C’est ici que naissent les premières opinions. « Vert pour le porc et les pommes de terre, » dit une vendeuse, en frappant son bocal d’une cuillère en bois. « Rouge pour la truite, » réplique une autre, en serrant le bocal pour que la sauce pointe sous le couvercle. Je plane tel un voleur heureux, déposant des pièces pour goûter et prendre des notes dans ma tête. Le tkemali vert est assez lumineux pour faire chanter mes dents; le rouge se dépose plus soyeusement sur la cuillère, un peu plus riche, comme si quelqu’un avait garni ses poches de chaleur.
À un stand qui vend aussi de l’adjika — autre incontournable géorgien, une pâte de piment cru qui sent les braises et l’ail — je regarde un acheteur acheter une bouteille de tkemali vert et une botte d’estragon. « Chakapuli, » acquiesce le vendeur, nommant le ragoût d’agneau du printemps qui a le goût d’une pluie d’avril versée sur la viande. Le tkemali n’est pas l’étoile dans ce plat — l’agneau et l’estragon mènent — mais son âme traverse tout le plat. Voilà la beauté du tkemali dans la cuisine géorgienne : il joue souvent un rôle de soutien, mais sans lui, l’équilibre s’effondre.
La meilleure façon de comprendre le tkemali est sur une assiette.
Le principe derrière chaque association : gras + amidon + cuisson au charbon veulent de l’acide + des herbes.
La plupart des gens traitent le tkemali comme du ketchup ou de la salsa — dressé à table. C’est la moitié de l’histoire. Utilisé en cuisine, il se comporte comme un acide bien élevé, transformant les sauces de poêle, les marinades et les braises.
En tant que marinade : Mélangez 3 cuillères à soupe de tkemali vert avec 1 cuillère à soupe d’huile neutre, 1 gousse d’ail écrasée, 1 cuillère à café de coriandre moulue et une pincée de sel. Enrobez des cuisses de poulet ou du porc et laissez mariner 30–60 minutes. Vous ne cherchez pas à attendrir ; vous parfumez et déposez une acidité qui deviendra radieuse sous la chaleur. Grillez, puis badigeonnez avec du tkemali frais lors du repos.

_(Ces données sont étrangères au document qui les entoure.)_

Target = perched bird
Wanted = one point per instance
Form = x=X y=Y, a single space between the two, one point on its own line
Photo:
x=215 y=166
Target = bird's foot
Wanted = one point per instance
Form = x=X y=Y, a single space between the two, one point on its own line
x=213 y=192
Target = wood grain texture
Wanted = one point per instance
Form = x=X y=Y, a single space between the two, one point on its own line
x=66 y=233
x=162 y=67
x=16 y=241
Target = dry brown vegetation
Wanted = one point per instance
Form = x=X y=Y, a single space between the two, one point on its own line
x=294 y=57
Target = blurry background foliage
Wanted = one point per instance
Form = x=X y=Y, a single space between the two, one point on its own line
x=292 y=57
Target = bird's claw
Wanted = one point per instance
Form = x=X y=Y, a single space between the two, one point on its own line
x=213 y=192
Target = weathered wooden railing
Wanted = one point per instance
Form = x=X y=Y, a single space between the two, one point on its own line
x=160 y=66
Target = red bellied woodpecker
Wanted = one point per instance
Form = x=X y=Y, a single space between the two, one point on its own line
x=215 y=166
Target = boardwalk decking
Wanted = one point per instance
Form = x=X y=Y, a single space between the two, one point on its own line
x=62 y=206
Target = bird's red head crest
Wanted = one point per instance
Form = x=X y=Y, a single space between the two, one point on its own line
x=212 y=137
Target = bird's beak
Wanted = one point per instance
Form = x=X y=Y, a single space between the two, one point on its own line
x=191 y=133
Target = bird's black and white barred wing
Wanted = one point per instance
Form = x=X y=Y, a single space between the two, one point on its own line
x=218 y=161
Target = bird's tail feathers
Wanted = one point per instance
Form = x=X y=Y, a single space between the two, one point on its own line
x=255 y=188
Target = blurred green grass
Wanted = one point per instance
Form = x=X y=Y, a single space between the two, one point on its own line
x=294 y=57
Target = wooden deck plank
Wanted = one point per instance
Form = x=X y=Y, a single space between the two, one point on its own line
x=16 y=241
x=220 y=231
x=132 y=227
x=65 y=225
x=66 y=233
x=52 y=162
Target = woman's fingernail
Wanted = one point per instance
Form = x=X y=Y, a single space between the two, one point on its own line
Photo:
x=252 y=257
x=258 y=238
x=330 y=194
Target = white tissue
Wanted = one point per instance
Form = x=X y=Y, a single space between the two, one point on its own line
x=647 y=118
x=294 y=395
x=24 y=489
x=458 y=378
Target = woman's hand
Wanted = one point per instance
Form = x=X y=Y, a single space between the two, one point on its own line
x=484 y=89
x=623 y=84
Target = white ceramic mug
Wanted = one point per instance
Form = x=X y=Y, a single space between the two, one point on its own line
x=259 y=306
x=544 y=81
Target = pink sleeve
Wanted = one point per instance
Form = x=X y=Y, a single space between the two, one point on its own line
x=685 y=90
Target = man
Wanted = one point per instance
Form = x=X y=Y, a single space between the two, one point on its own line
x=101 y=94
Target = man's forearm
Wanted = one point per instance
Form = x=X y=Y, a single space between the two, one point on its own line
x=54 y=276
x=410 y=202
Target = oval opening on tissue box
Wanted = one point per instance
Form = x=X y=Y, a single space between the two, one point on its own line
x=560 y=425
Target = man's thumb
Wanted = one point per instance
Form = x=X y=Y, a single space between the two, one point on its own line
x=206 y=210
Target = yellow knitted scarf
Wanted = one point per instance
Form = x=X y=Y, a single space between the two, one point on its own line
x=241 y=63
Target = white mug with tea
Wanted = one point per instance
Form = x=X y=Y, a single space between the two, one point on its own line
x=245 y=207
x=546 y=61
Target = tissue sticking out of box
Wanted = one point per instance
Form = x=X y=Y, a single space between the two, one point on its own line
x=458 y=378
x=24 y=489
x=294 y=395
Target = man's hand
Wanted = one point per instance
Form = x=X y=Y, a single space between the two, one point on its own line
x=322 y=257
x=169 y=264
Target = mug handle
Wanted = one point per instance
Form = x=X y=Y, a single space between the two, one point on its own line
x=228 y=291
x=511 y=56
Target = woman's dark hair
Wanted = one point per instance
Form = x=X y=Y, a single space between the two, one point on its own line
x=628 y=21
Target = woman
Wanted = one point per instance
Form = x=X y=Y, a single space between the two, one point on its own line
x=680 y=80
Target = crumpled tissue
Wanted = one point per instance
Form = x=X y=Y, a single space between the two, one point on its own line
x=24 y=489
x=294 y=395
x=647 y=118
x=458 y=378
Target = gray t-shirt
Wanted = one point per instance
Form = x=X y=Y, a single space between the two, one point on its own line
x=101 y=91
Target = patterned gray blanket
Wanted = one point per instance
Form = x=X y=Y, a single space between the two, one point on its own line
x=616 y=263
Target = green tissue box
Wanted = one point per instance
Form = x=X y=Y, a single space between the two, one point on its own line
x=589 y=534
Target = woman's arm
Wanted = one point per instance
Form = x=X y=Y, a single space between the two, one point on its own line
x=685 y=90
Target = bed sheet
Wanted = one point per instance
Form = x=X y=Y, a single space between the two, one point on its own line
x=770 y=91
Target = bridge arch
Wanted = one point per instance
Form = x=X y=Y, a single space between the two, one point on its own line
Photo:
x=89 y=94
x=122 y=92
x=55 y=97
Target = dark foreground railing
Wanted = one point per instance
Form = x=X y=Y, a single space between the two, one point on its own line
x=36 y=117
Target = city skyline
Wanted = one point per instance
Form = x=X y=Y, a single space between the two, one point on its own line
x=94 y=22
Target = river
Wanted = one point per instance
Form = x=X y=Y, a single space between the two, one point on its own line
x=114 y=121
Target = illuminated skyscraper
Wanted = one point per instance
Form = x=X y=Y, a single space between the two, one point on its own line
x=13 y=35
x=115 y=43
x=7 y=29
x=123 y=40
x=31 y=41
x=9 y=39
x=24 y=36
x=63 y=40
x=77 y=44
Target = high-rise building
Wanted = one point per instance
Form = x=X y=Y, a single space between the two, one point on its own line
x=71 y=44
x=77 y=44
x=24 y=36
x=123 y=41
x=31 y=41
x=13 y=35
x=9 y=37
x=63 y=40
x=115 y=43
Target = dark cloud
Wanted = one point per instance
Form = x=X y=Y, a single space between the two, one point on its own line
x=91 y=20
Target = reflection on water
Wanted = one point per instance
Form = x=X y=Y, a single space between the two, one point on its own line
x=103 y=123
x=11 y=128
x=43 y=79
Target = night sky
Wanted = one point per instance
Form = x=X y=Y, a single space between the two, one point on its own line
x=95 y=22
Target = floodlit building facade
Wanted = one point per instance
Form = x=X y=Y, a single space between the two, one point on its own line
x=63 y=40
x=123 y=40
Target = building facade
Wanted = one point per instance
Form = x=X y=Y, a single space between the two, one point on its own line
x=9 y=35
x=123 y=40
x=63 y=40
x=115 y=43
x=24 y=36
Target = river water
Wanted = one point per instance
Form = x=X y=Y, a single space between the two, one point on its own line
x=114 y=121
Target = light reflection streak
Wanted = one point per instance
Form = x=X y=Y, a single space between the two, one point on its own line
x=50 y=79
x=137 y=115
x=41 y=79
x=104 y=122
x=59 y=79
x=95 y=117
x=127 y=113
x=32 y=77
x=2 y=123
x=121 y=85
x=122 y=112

En tant que glaçage : Faites réduire 1/2 tasse de tkemali rouge avec 1 cuillère à soupe de miel et une cuillère d’eau jusqu’à obtenir une consistance nappante. Badigeonnez des carottes rôties ou du saumon dans les cinq dernières minutes. Le glaçage doit être d’abord acide, puis sucré — jamais collant.

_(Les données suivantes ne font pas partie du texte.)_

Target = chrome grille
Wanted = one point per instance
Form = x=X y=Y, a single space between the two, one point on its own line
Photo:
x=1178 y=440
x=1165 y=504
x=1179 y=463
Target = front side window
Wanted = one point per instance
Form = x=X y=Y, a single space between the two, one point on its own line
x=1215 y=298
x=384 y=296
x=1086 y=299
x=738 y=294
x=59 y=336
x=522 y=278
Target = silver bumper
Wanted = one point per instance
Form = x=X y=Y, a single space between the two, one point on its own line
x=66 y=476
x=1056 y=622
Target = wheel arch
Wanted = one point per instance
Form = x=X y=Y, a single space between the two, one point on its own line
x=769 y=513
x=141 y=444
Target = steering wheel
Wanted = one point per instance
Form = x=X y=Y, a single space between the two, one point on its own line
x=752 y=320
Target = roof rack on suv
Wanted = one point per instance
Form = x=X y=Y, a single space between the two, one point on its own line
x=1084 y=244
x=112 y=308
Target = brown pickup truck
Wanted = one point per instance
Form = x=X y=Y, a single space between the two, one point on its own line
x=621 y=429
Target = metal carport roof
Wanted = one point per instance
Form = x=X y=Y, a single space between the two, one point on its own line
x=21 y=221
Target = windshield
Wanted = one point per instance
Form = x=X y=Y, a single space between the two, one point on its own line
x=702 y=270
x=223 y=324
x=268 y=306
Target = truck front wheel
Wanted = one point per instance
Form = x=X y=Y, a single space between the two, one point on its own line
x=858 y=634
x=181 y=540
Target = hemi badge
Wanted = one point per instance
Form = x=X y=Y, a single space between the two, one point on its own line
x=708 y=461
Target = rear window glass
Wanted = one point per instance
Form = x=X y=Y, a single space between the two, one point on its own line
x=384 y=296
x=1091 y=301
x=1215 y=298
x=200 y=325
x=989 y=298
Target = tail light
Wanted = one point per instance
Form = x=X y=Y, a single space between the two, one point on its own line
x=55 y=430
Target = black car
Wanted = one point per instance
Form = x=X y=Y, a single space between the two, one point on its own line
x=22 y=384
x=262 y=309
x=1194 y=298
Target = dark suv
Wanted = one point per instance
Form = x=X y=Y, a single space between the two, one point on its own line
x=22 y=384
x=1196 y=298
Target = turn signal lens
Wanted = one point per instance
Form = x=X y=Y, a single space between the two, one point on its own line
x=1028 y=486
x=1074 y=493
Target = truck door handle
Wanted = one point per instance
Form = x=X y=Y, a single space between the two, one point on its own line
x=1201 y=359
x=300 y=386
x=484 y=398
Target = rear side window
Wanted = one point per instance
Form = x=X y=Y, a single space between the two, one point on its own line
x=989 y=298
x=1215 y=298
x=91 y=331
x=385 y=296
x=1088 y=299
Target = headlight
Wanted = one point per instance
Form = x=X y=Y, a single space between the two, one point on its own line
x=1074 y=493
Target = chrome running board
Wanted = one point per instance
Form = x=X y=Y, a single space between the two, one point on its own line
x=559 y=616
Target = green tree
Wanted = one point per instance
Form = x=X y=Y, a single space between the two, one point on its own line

Pour déglaçer une poêle : Après la cuisson des côtelettes de porc, retirez l’excès de graisse ; ajoutez 1/4 tasse de tkemali vert et 1/4 tasse d’eau ou de bouillon. Grattez le fond, laissez mijoter 1–2 minutes, incorporez une cuillère à café de beurre et terminez par du poivre noir. C’est une sauce de 90 secondes qui donne l’impression d’avoir été pensée toute la journée.
Vinaigrette : Fouettez 1 cuillère à soupe de tkemali avec 2 cuillères à soupe d’huile d’olive de qualité, une pincée de sel et un peu d’ail râpé. Mélangez avec du chou râpé, de l’aneth et du concombre en tranches pour une salade improvisée au parfum géorgien.
Dans les haricots : Incorporez une cuillère de tkemali dans une marmite de lobio (haricots rouges mijotés avec des oignons et des noix) juste avant de servir. La sauce transforme le confort dense en quelque chose de léger, la façon dont un filet de citron éclaire le houmous.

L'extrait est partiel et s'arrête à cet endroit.